The advocate does all kinds of outreach work, encouraging kids to empower themselves and others to speak up for their rights. Children in care are entitled to call an advocate immediately, and they are required to be told that. The advocate’s office fielded 2,146 calls last year for case consultation and dispute resolution; in the latter case nearly half were in the child welfare system.
If the Tories had some problem with the advocate’s office, or with Elman, now would have been the perfect time to shake things up. Elman’s second and last term is up before the end of the month. “I’m not arguing for my job,” Elman insists. “I was hoping somebody else would come in and take the office from where we left it.”
“I can assure everyone in this legislature that the fiercest child advocate in this province will be me,” MacLeod said during Question Period Thursday. But no matter how pure her intentions, a politician is still a politician — as rather nicely illustrated by the position she now finds herself defending.
There is certainly no shortage of problems to address. The advocate’s first “serious occurrences report,” which compiled data from mandatory reporting, found 19 children in or recently in state care had died in just the first three months of 2014. Of the two suicides, one was on a wait list for mental health care.
During that period there were 334 serious injuries, 123 of them self-inflicted, including 48 instances of cutting. There were 944 young people reported missing, of which 258 had not been found at the end of the reporting period. There were 206 reported mental health crises.
If the child suicide rate in Northern Ontario were transplanted to the big cities, people would lose their minds. There are some 8,000 young people whose lives may have been impacted by the shoddy drug testing at Sick Kids Hospital’s disgraced Motherisk lab; the government stole at least 56 kids from their mothers based on garbage evidence. It’s not even planning to contact everyone affected.

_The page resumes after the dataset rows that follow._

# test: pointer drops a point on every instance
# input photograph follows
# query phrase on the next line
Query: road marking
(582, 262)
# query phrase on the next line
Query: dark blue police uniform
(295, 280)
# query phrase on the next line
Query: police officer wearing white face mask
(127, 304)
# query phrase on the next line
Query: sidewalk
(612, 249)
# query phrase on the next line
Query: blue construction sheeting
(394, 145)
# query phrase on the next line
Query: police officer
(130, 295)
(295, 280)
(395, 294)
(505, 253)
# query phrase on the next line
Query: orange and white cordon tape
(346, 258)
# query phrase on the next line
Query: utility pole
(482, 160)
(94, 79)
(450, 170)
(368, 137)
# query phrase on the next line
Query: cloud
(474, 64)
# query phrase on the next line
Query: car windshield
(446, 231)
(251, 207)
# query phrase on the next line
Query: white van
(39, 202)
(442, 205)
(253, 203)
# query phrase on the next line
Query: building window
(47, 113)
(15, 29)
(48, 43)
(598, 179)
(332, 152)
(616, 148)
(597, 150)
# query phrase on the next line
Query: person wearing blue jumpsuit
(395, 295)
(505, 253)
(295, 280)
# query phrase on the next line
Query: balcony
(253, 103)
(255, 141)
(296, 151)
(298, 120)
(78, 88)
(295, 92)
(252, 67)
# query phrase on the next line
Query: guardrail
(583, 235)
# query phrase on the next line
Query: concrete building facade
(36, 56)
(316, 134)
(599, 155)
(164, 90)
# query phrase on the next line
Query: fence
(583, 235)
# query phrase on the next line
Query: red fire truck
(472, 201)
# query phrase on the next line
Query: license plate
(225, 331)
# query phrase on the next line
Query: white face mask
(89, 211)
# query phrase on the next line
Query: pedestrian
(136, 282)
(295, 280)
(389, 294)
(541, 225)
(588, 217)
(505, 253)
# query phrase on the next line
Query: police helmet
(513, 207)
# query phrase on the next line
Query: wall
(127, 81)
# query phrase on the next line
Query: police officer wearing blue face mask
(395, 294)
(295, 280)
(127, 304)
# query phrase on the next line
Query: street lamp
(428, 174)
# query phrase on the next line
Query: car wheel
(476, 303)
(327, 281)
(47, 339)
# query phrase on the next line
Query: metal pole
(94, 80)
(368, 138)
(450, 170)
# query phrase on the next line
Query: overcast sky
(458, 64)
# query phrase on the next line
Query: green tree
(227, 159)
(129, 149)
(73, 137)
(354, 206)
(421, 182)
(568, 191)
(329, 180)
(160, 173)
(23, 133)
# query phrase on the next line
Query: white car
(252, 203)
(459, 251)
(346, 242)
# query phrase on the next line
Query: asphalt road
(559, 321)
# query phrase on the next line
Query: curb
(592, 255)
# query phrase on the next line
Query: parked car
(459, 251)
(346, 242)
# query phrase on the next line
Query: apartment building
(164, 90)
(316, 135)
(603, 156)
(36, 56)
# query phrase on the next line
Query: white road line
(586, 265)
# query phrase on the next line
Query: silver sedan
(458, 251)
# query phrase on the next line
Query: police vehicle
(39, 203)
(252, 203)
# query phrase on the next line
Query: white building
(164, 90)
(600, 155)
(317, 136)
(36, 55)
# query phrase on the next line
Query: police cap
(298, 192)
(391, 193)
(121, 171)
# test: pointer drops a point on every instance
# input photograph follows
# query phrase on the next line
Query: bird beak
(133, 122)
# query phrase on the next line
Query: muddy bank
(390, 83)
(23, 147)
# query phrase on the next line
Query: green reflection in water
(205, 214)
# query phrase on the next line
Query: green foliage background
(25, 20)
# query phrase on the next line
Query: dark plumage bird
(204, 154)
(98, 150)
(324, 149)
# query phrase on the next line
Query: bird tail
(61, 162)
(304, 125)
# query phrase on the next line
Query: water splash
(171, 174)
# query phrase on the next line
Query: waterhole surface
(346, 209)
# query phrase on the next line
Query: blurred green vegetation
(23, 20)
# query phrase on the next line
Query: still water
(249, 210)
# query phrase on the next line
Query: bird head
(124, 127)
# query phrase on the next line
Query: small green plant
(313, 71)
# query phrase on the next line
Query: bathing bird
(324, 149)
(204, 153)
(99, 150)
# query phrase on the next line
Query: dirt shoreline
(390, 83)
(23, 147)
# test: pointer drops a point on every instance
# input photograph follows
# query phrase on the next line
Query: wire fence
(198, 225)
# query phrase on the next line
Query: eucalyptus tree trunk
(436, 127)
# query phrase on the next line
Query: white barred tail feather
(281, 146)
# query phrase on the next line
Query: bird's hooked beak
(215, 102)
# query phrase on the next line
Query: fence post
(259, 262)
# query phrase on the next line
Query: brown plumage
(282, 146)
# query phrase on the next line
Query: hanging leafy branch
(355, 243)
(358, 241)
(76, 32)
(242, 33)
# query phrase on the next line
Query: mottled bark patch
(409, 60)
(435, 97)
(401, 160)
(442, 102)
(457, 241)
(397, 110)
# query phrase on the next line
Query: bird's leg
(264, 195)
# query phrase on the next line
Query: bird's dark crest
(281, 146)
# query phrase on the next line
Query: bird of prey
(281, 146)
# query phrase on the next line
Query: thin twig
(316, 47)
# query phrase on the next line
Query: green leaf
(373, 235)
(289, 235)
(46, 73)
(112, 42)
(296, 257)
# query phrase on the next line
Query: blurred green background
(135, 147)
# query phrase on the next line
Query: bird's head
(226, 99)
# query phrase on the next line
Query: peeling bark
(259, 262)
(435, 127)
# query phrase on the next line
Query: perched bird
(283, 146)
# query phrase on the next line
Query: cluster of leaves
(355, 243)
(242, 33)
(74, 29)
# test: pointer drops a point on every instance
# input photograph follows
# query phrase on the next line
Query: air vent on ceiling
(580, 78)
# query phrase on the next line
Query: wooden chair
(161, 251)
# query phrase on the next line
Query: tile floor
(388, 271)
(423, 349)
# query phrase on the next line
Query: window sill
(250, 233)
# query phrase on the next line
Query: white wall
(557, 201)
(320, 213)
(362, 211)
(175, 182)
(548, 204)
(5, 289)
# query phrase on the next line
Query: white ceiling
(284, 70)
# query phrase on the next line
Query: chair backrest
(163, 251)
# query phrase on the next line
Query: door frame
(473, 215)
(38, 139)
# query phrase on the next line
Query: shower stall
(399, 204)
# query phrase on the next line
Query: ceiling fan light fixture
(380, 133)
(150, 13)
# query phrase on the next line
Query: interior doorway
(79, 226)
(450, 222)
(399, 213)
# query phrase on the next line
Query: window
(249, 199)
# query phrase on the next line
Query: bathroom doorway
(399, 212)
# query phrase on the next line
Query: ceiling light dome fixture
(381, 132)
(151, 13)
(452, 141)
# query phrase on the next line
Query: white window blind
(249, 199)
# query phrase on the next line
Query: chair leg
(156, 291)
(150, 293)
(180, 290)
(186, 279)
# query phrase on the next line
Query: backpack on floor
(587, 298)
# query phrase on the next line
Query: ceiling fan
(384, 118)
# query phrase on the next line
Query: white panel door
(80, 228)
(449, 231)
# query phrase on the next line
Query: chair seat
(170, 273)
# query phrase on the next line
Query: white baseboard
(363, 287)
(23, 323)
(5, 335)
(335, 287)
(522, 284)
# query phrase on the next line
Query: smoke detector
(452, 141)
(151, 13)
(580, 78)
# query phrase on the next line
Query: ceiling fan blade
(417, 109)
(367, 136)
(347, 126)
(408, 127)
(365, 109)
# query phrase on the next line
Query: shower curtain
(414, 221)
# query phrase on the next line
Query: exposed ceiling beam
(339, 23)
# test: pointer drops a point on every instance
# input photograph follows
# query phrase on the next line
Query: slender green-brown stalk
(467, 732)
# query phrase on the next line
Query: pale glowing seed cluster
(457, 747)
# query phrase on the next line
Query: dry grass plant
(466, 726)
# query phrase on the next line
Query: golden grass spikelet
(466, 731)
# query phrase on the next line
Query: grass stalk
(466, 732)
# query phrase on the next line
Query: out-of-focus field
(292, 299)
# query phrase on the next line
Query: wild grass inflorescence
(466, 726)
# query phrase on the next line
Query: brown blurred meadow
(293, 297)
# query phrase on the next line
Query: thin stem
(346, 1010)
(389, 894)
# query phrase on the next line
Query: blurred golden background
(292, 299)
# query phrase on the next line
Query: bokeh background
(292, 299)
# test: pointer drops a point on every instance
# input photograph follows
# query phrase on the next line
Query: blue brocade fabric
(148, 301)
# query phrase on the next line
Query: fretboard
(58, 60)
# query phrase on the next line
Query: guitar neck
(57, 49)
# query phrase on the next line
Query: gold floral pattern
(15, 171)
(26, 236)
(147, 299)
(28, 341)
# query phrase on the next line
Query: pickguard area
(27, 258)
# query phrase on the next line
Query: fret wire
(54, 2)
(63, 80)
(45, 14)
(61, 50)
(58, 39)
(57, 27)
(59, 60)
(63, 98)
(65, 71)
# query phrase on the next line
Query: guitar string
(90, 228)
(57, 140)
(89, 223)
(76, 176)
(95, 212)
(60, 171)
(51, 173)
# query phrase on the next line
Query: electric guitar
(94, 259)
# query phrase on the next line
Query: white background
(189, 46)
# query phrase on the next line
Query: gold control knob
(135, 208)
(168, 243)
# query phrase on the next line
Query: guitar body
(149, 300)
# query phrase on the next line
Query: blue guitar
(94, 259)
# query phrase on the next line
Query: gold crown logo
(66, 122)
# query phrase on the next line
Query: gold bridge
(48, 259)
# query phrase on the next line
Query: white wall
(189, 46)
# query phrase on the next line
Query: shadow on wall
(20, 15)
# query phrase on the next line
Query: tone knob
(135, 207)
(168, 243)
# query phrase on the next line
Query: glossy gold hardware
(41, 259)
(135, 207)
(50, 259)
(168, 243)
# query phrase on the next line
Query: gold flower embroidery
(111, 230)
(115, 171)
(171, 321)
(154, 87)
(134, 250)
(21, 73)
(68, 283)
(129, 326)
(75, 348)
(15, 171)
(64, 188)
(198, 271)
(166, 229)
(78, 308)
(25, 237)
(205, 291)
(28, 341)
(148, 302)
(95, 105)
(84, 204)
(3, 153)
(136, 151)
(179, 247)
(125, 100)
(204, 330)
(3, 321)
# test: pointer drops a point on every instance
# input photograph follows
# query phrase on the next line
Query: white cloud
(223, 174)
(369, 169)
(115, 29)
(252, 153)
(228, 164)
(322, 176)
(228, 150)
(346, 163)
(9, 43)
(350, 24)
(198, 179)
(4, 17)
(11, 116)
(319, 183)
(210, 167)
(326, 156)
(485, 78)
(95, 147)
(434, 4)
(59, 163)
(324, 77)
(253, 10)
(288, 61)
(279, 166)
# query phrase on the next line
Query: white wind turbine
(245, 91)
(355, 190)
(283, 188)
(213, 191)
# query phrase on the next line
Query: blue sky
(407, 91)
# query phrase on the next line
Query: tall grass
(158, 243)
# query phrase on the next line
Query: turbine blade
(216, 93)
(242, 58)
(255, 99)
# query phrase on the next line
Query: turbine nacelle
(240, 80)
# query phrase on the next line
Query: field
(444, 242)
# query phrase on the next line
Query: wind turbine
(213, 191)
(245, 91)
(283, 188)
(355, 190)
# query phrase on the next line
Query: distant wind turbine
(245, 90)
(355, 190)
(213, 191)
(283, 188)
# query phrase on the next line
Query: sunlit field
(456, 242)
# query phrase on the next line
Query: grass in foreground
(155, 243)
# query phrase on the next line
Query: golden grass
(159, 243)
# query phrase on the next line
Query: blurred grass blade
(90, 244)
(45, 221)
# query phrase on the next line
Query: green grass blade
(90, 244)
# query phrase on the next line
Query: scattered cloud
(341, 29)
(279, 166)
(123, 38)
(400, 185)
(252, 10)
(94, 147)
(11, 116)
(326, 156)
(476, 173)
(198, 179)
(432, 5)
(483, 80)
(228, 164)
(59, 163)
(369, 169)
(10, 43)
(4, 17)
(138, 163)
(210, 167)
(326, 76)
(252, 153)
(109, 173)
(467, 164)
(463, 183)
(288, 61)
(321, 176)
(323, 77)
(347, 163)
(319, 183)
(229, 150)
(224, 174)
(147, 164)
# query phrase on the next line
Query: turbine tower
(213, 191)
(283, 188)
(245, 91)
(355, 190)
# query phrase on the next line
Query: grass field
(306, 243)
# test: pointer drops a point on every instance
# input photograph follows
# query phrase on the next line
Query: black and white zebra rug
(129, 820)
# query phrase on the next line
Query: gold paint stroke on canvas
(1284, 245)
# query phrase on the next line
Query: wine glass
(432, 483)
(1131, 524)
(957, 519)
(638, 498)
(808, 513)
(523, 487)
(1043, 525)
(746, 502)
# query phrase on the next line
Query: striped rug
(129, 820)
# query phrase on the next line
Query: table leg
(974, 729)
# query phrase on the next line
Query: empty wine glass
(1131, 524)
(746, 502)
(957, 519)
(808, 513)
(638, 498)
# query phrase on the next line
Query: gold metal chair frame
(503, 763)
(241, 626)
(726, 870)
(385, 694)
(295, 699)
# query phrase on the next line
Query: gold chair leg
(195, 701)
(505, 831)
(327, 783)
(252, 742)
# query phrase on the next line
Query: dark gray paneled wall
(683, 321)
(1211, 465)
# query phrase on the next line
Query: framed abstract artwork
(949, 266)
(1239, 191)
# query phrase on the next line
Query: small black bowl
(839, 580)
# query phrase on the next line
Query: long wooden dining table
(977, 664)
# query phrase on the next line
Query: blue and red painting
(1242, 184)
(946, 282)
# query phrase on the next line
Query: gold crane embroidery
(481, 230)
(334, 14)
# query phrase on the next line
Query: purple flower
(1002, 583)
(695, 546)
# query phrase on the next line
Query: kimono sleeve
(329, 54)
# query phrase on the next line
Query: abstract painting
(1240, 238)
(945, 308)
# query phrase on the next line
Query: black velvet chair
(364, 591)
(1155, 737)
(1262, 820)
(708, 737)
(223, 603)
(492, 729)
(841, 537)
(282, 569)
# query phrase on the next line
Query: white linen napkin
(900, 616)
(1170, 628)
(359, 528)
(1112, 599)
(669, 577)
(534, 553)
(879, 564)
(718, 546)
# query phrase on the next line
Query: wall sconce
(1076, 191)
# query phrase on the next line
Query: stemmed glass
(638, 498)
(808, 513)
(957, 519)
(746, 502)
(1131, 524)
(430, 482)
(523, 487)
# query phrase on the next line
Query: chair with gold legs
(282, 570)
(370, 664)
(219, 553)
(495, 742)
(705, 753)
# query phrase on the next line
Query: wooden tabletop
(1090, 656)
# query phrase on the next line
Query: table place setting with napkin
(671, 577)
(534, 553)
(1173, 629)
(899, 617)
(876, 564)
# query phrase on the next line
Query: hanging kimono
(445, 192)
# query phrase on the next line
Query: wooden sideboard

Kids kept in solitary confinement for outrageous periods; kids in care sleeping on floors with jackets for blankets in bed bug-infested homes; kids shuttled through literally dozens of different facilities; kids dying. The overrepresentation of Indigenous and Black children in care and in the youth justice system defies any defensible explanation. This is all just a random Google search away. Somehow it never blooms into the government-threatening scandal it ought to be.
Until it does, so long as kids who have done nothing wrong continue to suffer inhumane treatment in one of the wealthiest places in the world, taking away their one phone call just seems cruel.